The lengthy saga between the Federal Trade Commission (FTC) and LabMD, Inc. reached another turning point on July 28, 2016. The FTC issued its unanimous Opinion in which it found that LabMD’s data security practices were unreasonable, lacked “even basic precautions to protect the sensitive consumer information maintained on its computer system,” and constituted unfair practices under Section 5 of the FTC Act.  Along with its Opinion, the FTC also issued a Final Order which directs LabMD to take a variety of remedial measures and carries a 20-year reporting requirement.

In taking this action, the FTC overruled its own Chief Administrative Law Judge, who had previously dismissed the FTC’s Complaint against LabMD last November.  Following an administrative trial,  Judge D. Michael Chappell issued a detailed, 95-page initial decision in which he concluded that LabMD’s data security practices did not “cause,” or were not “likely to cause,” “substantial consumer injury” in violation of Section 5 of the FTC Act.

In reversing Judge Chappell’s ruling, the FTC found that he had “applied the wrong legal standard for unfairness.”  While the FTC detailed a variety of LabMD’s conduct (or lack thereof) as being unfair under Section 5, the FTC appeared to focus on a single breach (and the multitude of ways that LabMD could have prevented that breach): that a file containing “1,718 pages of sensitive personal information for approximately 9,300 consumers” was accessed via a peer-to-peer (P2P) file sharing application from one of LabMD’s billing managers.

After the FTC issued its 37-page opinion, LabMD’s CEO Michael Daugherty indicated that LabMD will appeal the FTC’s opinion to federal court.

The Underlying Data Security Issues

As described more fully in the FTC’s opinion, LabMD operated as a clinical laboratory which ran tests on medical samples, and then sent the test reports to its clients, which consisted primarily of physicians.  In the course of its testing, LabMD collected personal information (such as social security numbers and dates of birth), medical information (such as diagnosis codes and physician orders), and financial information (such as copies of personal checks and credit and debit card numbers) for over 750,000 patients.

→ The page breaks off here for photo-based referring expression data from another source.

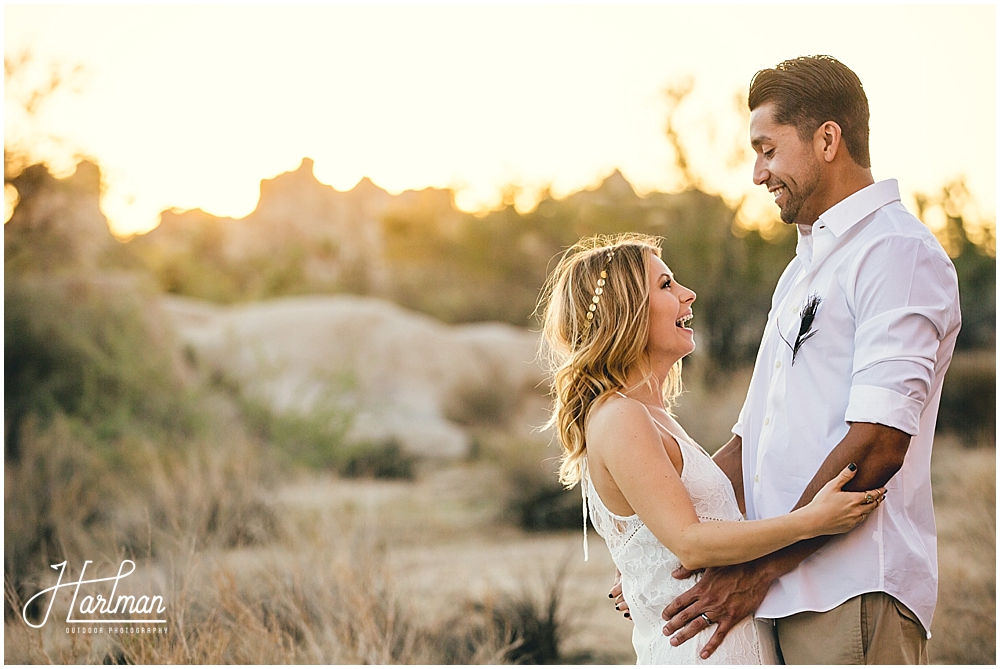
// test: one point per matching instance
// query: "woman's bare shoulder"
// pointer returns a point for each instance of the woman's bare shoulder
(616, 417)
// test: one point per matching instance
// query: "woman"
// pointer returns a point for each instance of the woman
(615, 330)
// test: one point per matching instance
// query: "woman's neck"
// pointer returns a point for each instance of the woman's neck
(649, 393)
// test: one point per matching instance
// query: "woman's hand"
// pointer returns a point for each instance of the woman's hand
(835, 511)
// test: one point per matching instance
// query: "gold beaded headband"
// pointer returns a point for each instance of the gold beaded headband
(600, 288)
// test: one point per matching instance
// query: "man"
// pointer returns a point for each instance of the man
(861, 331)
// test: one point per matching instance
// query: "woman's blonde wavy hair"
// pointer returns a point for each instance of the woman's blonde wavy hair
(588, 359)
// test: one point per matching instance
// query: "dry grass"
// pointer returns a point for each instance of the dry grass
(328, 570)
(964, 480)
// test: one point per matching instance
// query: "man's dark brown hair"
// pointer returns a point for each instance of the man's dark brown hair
(809, 91)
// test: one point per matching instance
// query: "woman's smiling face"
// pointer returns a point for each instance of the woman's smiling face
(669, 312)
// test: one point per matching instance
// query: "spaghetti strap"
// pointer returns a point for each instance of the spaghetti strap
(584, 482)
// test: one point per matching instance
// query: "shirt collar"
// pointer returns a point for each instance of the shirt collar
(842, 216)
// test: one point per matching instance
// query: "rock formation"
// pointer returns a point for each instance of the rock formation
(402, 375)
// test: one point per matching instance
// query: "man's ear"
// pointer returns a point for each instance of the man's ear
(826, 141)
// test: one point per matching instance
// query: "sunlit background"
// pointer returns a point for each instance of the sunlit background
(189, 107)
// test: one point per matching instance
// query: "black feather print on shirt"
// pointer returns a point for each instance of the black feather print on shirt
(806, 316)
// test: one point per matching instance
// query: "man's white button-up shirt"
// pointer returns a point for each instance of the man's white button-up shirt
(881, 339)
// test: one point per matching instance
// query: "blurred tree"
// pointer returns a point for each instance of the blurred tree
(975, 262)
(29, 88)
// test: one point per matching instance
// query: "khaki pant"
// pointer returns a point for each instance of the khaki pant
(874, 628)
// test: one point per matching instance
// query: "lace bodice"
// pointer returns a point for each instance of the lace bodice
(646, 565)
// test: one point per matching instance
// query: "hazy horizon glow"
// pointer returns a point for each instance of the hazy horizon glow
(191, 106)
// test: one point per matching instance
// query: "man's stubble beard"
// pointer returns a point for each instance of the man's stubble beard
(790, 212)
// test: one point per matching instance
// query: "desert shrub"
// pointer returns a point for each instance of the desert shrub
(318, 439)
(968, 398)
(489, 402)
(107, 452)
(376, 459)
(90, 349)
(524, 628)
(533, 498)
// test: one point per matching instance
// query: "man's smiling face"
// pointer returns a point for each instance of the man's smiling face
(787, 165)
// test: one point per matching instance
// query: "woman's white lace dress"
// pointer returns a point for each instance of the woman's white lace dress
(646, 564)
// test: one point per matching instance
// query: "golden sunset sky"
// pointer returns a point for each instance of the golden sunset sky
(191, 106)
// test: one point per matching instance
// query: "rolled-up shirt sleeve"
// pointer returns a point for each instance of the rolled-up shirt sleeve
(905, 299)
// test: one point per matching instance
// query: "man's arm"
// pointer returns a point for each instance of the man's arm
(727, 595)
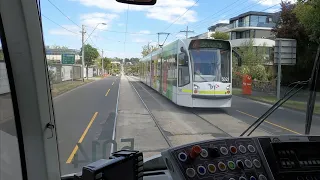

In 2005, a billing manager at LabMD downloaded a P2P file-sharing program, LimeWire, which was used primarily for downloading and listening to music files. Years later, in February 2008, a forensic analyst working for a data security company called Tiversa Holding Company (Tiversa), used LimeWire to download a file from a LabMD IP address.  That file contained “1,718 pages of sensitive personal information for approximately 9,300 customers, including their names, dates of birth, social security numbers, ‘CPT’ codes designating specific medical tests and procedures for lab tests conduct by LabMD, and, in some instances, health insurance company names, addresses, and policy numbers” (the 1718 file).  The Tiversa forensic analyst also downloaded other LabMD documents through LimeWire, three of which contained sensitive personal information.

In May 2008, Tiversa contacted LabMD to inform it that the 1718 file was exposed via LimeWire. Tiversa subsequently solicited LabMD’s business for data security services on multiple occasions, and after LabMD refused, Tiversa reported LabMD to the FTC.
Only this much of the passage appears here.